Cassandra is tolerant of partitions in the cluster; if communication between
two parts of a cluster are cut off, read and write operations that don't
demand consistency will not fail. Keyspace has "dirty" reads that will
continue to return inconsistent data when this occurs but all write operations
require a majority of nodes to be up and in communications with one another.

Cassandra's data model is more sophisticated than Keyspace's. You can have
multiple column families (essentially, namespaces) in Cassandra that can be
ordered arbitrarily, given a plugin to compare two keys. Supercolumns are
(this is a very simplified explanation) columns with tuples (key1, key2) as
keys. Keyspace is a simple key/value store.

Both Cassandra and Keyspace support ranged gets; Cassandra supports multi-gets
of a list of arbitrary keys as well. Keyspace supports increment and compare-
and-swap operations that Cassandra does not.

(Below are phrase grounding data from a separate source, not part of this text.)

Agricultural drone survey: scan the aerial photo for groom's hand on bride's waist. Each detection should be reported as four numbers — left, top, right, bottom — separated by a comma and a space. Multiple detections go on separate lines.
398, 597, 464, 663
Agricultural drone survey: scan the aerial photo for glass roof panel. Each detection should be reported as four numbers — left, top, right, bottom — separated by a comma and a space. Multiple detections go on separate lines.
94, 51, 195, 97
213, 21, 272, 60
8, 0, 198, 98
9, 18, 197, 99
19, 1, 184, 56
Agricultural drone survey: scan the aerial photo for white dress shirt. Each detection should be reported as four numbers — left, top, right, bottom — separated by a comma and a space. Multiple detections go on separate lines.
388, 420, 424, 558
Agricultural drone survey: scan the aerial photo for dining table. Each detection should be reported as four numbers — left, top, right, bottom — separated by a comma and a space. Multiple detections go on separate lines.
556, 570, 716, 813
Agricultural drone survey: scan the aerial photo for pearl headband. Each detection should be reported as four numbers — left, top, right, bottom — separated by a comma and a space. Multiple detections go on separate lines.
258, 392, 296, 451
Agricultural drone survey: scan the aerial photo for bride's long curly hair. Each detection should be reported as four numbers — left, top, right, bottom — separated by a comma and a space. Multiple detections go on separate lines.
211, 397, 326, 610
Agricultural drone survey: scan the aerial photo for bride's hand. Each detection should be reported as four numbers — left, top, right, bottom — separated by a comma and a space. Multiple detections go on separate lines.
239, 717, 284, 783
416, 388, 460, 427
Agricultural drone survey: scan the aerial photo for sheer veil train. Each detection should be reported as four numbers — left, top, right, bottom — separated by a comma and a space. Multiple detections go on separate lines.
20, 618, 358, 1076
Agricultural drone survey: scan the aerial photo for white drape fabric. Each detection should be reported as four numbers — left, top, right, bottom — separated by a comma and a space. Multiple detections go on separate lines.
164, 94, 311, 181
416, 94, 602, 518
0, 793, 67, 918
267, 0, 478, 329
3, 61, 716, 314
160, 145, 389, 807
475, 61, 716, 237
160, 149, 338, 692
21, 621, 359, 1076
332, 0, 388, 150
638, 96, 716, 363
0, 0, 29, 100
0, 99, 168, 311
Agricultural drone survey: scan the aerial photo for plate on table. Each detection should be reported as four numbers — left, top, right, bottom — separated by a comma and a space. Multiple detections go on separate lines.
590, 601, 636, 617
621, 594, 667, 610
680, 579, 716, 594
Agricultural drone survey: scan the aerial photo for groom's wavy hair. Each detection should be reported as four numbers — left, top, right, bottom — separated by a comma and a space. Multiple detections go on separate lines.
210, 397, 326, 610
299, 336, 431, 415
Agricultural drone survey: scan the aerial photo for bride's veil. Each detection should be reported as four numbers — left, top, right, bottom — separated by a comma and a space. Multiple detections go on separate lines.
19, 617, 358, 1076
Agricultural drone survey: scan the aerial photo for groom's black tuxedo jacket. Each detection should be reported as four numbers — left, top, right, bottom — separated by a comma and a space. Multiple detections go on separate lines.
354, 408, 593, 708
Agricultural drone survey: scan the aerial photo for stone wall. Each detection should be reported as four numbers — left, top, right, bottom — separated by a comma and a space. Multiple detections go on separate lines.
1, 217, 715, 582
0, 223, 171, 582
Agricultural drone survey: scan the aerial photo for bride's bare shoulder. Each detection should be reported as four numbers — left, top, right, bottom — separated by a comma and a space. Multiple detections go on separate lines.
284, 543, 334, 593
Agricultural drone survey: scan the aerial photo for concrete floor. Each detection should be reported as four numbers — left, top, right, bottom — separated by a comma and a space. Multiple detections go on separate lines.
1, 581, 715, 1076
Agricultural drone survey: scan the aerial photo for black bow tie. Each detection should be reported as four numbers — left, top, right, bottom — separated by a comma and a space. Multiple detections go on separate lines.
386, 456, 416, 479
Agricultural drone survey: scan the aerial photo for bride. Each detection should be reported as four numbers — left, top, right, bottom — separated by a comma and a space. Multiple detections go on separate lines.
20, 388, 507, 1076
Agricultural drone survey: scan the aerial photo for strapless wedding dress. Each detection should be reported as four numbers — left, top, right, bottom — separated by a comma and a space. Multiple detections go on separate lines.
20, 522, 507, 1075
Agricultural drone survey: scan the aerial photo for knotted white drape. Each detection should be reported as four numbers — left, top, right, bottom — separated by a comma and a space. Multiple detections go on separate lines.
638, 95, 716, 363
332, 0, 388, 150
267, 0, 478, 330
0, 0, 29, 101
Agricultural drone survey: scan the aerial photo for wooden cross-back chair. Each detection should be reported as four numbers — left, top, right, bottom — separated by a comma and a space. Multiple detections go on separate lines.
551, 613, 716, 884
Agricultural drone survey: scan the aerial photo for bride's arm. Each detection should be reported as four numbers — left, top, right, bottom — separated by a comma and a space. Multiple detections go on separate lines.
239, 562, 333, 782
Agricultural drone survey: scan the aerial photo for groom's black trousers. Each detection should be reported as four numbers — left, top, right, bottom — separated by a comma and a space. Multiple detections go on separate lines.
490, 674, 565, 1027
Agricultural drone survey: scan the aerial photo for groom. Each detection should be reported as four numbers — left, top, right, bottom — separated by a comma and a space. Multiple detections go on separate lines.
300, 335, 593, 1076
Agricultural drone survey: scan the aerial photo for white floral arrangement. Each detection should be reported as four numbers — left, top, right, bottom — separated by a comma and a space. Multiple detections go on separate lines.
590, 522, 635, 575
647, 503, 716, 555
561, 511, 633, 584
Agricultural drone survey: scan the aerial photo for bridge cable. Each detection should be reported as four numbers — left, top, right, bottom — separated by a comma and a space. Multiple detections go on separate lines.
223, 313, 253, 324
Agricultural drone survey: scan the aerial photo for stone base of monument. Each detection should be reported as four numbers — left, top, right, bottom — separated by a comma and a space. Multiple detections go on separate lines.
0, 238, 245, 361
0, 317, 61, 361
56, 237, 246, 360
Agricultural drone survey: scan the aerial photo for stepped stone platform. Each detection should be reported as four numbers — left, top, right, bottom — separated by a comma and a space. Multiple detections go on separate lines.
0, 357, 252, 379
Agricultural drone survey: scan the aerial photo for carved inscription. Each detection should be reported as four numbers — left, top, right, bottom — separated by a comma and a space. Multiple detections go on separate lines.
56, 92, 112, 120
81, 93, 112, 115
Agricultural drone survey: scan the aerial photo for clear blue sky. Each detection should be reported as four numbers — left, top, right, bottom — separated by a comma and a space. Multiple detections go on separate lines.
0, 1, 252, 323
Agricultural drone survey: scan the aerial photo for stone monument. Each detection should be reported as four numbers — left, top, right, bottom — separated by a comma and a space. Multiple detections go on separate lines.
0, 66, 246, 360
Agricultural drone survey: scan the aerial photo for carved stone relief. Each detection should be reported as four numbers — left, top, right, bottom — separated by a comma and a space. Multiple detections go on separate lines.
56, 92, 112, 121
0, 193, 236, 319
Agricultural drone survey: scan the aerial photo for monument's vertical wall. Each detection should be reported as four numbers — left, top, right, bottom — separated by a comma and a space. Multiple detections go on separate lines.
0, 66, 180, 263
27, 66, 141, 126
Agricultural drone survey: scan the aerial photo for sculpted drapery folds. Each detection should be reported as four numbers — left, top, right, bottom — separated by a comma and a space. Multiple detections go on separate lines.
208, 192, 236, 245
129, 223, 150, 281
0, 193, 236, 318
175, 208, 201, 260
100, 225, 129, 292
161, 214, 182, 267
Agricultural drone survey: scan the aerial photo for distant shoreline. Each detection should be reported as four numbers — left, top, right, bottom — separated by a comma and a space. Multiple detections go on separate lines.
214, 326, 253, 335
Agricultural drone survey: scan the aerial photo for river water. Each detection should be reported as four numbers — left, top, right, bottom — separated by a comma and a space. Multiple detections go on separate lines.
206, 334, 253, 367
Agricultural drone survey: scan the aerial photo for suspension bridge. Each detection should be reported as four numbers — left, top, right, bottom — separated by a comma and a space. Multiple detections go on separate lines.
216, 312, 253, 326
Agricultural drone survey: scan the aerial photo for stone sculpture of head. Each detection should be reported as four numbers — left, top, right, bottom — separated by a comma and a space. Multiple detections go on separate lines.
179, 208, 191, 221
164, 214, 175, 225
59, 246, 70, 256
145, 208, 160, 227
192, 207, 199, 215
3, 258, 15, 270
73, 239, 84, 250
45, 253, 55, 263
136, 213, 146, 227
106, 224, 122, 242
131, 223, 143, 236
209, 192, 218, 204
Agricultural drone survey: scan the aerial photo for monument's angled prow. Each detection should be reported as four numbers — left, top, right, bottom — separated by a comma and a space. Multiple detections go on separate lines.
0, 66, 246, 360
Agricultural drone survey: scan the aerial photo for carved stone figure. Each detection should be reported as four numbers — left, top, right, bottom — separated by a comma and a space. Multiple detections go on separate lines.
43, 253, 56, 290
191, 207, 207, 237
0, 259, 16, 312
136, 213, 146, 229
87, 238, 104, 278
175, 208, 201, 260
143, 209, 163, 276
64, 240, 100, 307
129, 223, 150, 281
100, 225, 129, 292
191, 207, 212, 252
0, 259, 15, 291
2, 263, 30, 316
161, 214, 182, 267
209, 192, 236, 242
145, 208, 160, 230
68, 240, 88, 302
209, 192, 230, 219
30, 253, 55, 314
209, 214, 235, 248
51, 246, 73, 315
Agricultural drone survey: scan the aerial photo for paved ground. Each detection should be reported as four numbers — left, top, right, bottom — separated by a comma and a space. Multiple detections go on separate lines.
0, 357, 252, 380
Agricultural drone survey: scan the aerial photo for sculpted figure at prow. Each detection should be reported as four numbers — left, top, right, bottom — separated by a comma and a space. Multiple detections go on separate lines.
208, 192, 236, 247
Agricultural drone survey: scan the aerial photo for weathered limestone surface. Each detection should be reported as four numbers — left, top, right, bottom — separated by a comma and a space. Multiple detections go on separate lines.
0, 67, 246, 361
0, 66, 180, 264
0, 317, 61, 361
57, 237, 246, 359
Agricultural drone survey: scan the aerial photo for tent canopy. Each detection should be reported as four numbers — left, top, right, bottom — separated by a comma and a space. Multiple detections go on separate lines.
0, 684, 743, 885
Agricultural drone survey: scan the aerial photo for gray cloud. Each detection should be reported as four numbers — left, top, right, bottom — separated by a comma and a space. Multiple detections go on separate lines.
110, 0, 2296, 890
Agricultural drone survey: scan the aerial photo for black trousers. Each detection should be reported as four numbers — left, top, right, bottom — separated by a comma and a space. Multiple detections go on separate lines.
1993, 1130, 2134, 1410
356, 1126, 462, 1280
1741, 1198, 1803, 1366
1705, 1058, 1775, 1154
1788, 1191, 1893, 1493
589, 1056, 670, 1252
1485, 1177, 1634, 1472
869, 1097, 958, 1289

Cassandra is used in production by a good number of places; I don't know who,
if anyone, is using Keyspace.

All my knowledge of Keyspace comes from reading the thorough and clear
whitepaper they offer at <http://scalien.com/pdf/Keyspace.pdf>.

------
sumeeta
Ha. Scalien is a great name.

How does a startup that develops database software plan to make money? Selling
support?